Чтобы удержать на плаву государство в эти дни, полные неопределенности, все поддерживали его остававшиеся символы: его название, его знамя и… его президента, который вернул себе контроль над ядерной кнопкой сверхдержавы. «Контуженный» путчем парламент напоминал в эти дни петуха с отрубленной головой, продолжавшего свой бег.
Выступая 4 сентября на сессии внеочередного заседания Съезда народных депутатов, Нурсултан Назарбаев, ссылаясь на «тысячи писем», поступающих от граждан, предлагал съезду сохранить единое союзное государство. Ельцин, со своей стороны, заявил, что после путча все республики, и прежде всего Россия, изменились. «Изменился и союзный президент, который многое переосмыслил. Сегодня я доверяю Михаилу Сергеевичу больше, чем три недели назад до переворота».
Говоря о судьбе Союза, он сказал, что Ново-Огаревский процесс должен быть скорректирован, но важно подтвердить, что «мы нуждаемся в Союзе суверенных республик», в котором будет обеспечено «сохранение единых вооруженных сил и безусловный контроль над ядерным потенциалом».
Уже 5 сентября Горбачев и президенты 10 республик, включая Ельцина, согласились возобновить работу над проектом Союзного договора. Полученные результаты вдохнули в Горбачева оптимизм отчаяния. «Объявим о процедуре подписания Договора, как только наберется минимальное число участников, хотя бы двое», — заявил он своему окружению через месяц после путча и… за три месяца до официального роспуска СССР.
Казалось даже, что политический горизонт проясняется. Возобновление противоборства между Горбачевым и Ельциным выглядело маловероятным. Москвичи начали привыкать к необычному зрелищу присутствия двух флагов над куполами Кремля — советского и российского. Неожиданно для многих сожительство «двух медведей в одной берлоге», как охарактеризовал необычную ситуацию сам Горбачев, оказалось возможным.
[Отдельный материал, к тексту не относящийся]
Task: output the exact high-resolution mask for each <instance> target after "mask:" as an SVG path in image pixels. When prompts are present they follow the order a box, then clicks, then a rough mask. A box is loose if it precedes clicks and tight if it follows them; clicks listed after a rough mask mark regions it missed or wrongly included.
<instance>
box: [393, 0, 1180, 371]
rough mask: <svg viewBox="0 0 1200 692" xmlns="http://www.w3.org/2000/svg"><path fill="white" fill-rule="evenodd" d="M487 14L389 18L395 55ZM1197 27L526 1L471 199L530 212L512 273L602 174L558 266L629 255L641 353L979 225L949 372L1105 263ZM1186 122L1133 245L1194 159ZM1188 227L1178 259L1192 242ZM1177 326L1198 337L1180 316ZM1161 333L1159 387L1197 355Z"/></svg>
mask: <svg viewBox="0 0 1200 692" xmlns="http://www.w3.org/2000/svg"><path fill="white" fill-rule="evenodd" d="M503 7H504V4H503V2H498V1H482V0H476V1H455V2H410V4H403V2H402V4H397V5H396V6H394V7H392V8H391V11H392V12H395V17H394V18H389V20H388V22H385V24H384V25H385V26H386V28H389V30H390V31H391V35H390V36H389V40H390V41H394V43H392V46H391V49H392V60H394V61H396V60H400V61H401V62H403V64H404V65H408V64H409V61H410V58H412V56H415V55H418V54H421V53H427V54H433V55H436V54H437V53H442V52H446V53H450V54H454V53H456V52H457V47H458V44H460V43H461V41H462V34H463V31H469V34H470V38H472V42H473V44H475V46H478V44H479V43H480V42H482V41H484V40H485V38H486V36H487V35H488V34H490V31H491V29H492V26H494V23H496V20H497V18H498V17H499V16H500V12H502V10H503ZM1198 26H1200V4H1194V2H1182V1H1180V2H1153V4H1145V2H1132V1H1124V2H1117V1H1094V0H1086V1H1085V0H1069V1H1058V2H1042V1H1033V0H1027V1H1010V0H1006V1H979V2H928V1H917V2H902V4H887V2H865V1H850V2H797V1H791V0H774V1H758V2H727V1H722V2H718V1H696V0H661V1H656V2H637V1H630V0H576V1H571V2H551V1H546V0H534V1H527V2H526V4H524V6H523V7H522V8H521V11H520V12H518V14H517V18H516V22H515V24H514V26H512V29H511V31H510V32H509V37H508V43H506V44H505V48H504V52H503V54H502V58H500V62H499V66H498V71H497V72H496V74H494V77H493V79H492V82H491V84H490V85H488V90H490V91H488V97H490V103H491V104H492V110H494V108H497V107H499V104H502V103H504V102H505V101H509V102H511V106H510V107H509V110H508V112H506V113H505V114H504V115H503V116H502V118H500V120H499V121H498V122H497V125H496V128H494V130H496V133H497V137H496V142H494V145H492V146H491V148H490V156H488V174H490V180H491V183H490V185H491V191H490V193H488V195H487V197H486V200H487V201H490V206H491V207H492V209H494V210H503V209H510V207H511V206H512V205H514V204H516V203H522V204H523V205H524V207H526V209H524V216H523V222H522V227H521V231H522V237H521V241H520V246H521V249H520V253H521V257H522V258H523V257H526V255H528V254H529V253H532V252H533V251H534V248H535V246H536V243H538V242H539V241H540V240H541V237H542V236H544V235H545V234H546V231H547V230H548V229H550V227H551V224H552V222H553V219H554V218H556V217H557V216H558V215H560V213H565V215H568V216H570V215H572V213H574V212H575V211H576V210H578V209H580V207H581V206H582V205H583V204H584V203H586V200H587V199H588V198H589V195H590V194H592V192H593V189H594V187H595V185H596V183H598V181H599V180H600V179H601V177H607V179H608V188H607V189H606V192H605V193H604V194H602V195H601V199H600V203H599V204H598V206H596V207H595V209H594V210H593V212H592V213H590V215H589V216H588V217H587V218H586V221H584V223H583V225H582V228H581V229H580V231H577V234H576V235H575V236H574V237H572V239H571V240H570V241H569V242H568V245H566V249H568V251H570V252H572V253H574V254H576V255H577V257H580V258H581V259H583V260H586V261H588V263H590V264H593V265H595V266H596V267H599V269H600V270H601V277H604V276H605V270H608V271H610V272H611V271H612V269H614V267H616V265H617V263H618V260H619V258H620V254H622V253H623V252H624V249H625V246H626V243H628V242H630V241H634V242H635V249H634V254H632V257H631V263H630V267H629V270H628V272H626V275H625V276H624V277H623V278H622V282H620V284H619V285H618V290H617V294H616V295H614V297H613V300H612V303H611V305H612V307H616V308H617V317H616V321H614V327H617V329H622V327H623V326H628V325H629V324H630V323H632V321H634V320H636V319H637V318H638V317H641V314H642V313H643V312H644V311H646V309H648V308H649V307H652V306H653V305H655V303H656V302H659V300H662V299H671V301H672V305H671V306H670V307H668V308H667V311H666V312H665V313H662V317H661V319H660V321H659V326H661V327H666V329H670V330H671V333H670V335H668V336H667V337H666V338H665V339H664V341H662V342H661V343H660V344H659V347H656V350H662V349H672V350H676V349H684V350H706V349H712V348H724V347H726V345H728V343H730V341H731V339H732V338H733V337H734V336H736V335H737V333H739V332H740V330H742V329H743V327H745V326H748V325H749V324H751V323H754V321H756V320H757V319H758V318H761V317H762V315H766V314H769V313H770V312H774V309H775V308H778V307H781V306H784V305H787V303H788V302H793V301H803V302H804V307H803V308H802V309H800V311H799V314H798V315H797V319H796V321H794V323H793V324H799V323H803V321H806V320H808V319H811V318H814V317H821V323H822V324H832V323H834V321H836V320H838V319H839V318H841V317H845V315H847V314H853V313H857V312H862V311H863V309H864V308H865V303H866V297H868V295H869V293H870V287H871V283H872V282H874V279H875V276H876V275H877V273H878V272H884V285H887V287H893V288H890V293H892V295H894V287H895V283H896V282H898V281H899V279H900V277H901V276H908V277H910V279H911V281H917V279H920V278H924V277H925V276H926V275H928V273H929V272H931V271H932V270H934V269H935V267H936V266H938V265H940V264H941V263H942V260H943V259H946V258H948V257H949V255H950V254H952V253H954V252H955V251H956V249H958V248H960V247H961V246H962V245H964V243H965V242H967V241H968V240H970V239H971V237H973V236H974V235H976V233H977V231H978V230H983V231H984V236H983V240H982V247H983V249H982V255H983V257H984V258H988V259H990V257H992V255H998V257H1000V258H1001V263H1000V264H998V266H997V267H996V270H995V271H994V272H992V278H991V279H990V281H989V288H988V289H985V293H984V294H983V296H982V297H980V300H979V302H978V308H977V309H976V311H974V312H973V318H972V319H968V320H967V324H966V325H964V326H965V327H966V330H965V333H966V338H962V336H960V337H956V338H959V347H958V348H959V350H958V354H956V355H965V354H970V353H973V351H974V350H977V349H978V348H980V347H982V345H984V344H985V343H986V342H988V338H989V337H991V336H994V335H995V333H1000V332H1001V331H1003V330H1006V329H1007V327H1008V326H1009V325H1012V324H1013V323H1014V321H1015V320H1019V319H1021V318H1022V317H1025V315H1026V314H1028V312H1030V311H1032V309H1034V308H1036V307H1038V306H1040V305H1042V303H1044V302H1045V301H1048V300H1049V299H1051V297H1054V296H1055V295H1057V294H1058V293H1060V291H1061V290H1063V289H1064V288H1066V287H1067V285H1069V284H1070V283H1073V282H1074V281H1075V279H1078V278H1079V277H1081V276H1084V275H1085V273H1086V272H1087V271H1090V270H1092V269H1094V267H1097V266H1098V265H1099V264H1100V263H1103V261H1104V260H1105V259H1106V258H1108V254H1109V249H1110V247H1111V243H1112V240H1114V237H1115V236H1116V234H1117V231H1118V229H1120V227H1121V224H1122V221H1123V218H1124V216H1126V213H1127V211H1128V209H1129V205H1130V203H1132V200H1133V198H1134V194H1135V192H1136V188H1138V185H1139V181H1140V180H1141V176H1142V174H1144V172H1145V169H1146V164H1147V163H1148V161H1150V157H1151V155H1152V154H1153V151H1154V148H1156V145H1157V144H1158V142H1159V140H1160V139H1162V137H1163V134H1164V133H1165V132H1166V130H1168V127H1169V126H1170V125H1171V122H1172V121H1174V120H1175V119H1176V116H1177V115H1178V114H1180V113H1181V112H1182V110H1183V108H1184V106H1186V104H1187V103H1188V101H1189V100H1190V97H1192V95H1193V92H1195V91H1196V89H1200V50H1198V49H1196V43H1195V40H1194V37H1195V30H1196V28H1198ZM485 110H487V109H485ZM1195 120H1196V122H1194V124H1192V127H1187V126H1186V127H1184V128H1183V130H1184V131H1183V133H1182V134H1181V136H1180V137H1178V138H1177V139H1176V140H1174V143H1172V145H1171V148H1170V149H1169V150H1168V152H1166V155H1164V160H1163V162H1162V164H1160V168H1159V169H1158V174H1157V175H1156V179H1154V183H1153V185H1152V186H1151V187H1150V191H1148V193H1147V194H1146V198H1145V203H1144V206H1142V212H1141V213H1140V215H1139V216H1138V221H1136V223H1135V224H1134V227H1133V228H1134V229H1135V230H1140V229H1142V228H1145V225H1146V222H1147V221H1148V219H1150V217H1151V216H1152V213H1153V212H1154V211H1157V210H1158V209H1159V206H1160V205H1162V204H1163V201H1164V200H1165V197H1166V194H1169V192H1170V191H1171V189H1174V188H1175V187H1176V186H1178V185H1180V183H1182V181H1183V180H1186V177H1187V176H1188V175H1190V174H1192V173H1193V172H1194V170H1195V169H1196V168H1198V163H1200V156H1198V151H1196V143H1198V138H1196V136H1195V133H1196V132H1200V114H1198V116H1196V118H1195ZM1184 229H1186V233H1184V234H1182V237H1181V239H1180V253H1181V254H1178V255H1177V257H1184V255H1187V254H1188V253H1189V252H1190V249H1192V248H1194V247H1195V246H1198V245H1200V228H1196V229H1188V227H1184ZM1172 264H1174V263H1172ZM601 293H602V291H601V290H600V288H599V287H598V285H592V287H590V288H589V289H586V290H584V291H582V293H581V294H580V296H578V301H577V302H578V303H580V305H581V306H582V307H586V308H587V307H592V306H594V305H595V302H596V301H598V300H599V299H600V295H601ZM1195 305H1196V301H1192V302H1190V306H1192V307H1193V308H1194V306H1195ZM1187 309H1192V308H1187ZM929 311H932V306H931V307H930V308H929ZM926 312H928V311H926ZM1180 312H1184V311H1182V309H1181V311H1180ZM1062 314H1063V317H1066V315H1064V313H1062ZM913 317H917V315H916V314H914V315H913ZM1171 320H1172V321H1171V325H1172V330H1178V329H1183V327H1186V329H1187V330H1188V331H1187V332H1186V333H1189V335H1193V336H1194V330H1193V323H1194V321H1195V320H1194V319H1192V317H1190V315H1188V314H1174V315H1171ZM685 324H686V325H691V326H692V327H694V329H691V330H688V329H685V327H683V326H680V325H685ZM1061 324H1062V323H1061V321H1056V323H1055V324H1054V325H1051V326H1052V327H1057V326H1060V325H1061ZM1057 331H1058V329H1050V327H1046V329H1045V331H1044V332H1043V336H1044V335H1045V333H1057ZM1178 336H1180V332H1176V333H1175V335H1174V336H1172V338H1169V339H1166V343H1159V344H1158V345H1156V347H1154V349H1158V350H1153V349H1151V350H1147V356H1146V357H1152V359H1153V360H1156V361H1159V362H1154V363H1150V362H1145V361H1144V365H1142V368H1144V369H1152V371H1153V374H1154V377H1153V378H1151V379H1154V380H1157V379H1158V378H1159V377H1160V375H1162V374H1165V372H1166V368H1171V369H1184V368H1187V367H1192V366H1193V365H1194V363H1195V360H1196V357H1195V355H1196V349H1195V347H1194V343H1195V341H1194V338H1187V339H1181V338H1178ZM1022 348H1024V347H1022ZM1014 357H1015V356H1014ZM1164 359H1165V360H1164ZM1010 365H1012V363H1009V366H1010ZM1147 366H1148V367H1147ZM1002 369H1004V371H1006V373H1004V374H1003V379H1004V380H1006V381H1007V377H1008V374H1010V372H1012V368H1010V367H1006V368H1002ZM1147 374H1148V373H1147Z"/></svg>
При этом в его собственном поведении можно было наблюдать качественные перемены. Прежний осторожный «центрист», пытающийся примирить консерваторов с радикалами, готовый терпеливо убеждать центристов и скептиков, ушел в прошлое.
Как будто освободившись от чугунного ядра партии, привязанного к его ногам, Горбачев торопился наверстать упущенное. Ему уже не требовалось, как до путча, опасаясь прослушек Крючкова, почти по секрету признаваться в разговоре с Яковлевым в симпатиях к европейским социал-демократам. Он торопился еще и потому, что хотел поскорее предстать перед страной в образе президента, способного предложить ей проект нового будущего.
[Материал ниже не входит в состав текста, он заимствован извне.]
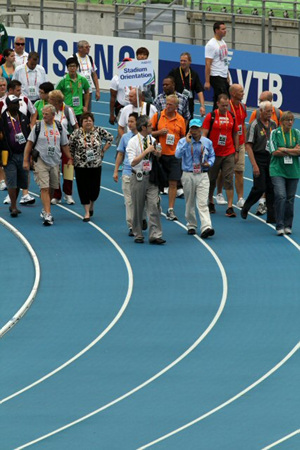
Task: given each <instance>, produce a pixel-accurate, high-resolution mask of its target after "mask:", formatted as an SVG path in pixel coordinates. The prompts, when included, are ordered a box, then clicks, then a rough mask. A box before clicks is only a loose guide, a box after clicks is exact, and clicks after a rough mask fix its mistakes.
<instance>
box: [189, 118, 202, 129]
mask: <svg viewBox="0 0 300 450" xmlns="http://www.w3.org/2000/svg"><path fill="white" fill-rule="evenodd" d="M191 127H198V128H201V127H202V120H200V119H192V120H191V121H190V128H191Z"/></svg>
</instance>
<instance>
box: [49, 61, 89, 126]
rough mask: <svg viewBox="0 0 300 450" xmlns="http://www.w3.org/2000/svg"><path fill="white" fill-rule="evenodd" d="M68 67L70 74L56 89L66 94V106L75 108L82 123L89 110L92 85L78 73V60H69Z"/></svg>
mask: <svg viewBox="0 0 300 450" xmlns="http://www.w3.org/2000/svg"><path fill="white" fill-rule="evenodd" d="M66 65H67V69H68V73H67V74H66V75H65V76H64V78H63V79H62V80H61V81H60V82H59V83H58V85H57V87H56V89H58V90H60V91H61V92H62V93H63V94H64V96H65V103H66V105H68V106H71V107H72V108H73V110H74V112H75V115H76V118H77V120H78V122H79V123H80V117H81V114H82V113H83V112H87V110H88V104H89V101H90V93H89V90H90V85H89V83H88V81H87V79H86V78H85V77H83V76H82V75H79V74H78V73H77V69H78V67H79V65H78V61H77V59H76V58H74V57H71V58H68V59H67V61H66Z"/></svg>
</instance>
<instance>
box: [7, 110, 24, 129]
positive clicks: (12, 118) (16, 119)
mask: <svg viewBox="0 0 300 450" xmlns="http://www.w3.org/2000/svg"><path fill="white" fill-rule="evenodd" d="M8 114H9V117H10V121H11V125H12V127H13V129H14V132H15V134H17V133H18V131H17V130H16V127H15V125H14V122H16V123H17V124H18V125H19V128H20V130H21V124H20V122H19V116H17V119H14V118H13V117H12V116H11V115H10V113H8Z"/></svg>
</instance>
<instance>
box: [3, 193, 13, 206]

Желая, чтобы и другие открыли «подлинного» Горбачева и забыли его многочисленные компромиссы, его колебания, отступления и измены, он вел себя в эти дни как радикальный демократ из лагеря Ельцина, предлагая ускорить процесс реформ по всем направлениям.
В один день он выступал с проектом аграрной реформы, в другой — создавал Комитет поддержки предпринимателей при президенте и призывал экономических экспертов в президиуме Академии наук провести сравнительный анализ различных национальных моделей ускоренного перехода к рынку.
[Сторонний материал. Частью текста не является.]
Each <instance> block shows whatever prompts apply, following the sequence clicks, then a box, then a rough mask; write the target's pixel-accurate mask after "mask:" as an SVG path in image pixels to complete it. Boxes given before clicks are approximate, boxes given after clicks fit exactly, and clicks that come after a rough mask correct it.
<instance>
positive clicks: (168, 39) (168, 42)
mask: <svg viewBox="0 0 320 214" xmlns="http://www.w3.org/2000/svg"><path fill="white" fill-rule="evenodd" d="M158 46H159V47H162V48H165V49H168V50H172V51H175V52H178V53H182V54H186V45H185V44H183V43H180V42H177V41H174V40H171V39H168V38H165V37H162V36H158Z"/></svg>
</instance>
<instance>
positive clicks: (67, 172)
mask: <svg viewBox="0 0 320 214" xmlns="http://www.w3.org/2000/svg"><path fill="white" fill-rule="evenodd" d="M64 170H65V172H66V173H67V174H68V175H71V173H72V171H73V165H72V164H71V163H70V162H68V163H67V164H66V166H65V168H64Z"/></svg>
Разумеется, смиряясь с новой реальностью, Горбачев должен был отказаться от иллюзорных надежд на возможность управлять экономикой огромной страны с 280-миллионным населением из Москвы. Поэтому, если в недавнем прошлом он скептически относился к инициативе казахского лидера Назарбаева начать процесс новой интеграции советских национальных республик с создания экономического Сообщества, а не политического Союза, то теперь был готов ухватиться за эту идею как за способ остановить процесс распада союзного государства. Так он надеялся вновь вернуть вышедший из берегов бурный поток советской истории в русло политической реформы.
Даже Ельцин, возвратившийся в Москву из своего затянувшегося «отпуска», несмотря на груз взаимных обид и претензий, обременявших отношения между двумя лидерами, неоднократно заявлял, что готов сотрудничать с «новым» Горбачевым. Михаил Сергеевич, со своей стороны, в одном из интервью квалифицировал уровень взаимного доверия, установившийся между ним и Ельциным как «нерушимый».
Объединенные этим политическим «браком по расчету», оба президента даже согласились дать 6 сентября совместное интервью американской телекомпании АВС. Знатокам российской истории этот теледуэт должен был напомнить уникальный эпизод конца XVII века, когда два брата, наследники царя Алексея, Иван и Петр, принимали иностранных гостей, сидя на двойном троне.
Отвечая на один из вопросов американского интервьюера, Ельцин с ухмылкой сказал: «Было время, когда президент Горбачев записал меня в политические трупы. Ну а я считал, что он не должен быть президентом. Сейчас же мы оба согласились работать вместе, чтобы выйти из кризиса». Горбачев подтвердил: «Мы обязаны работать вместе».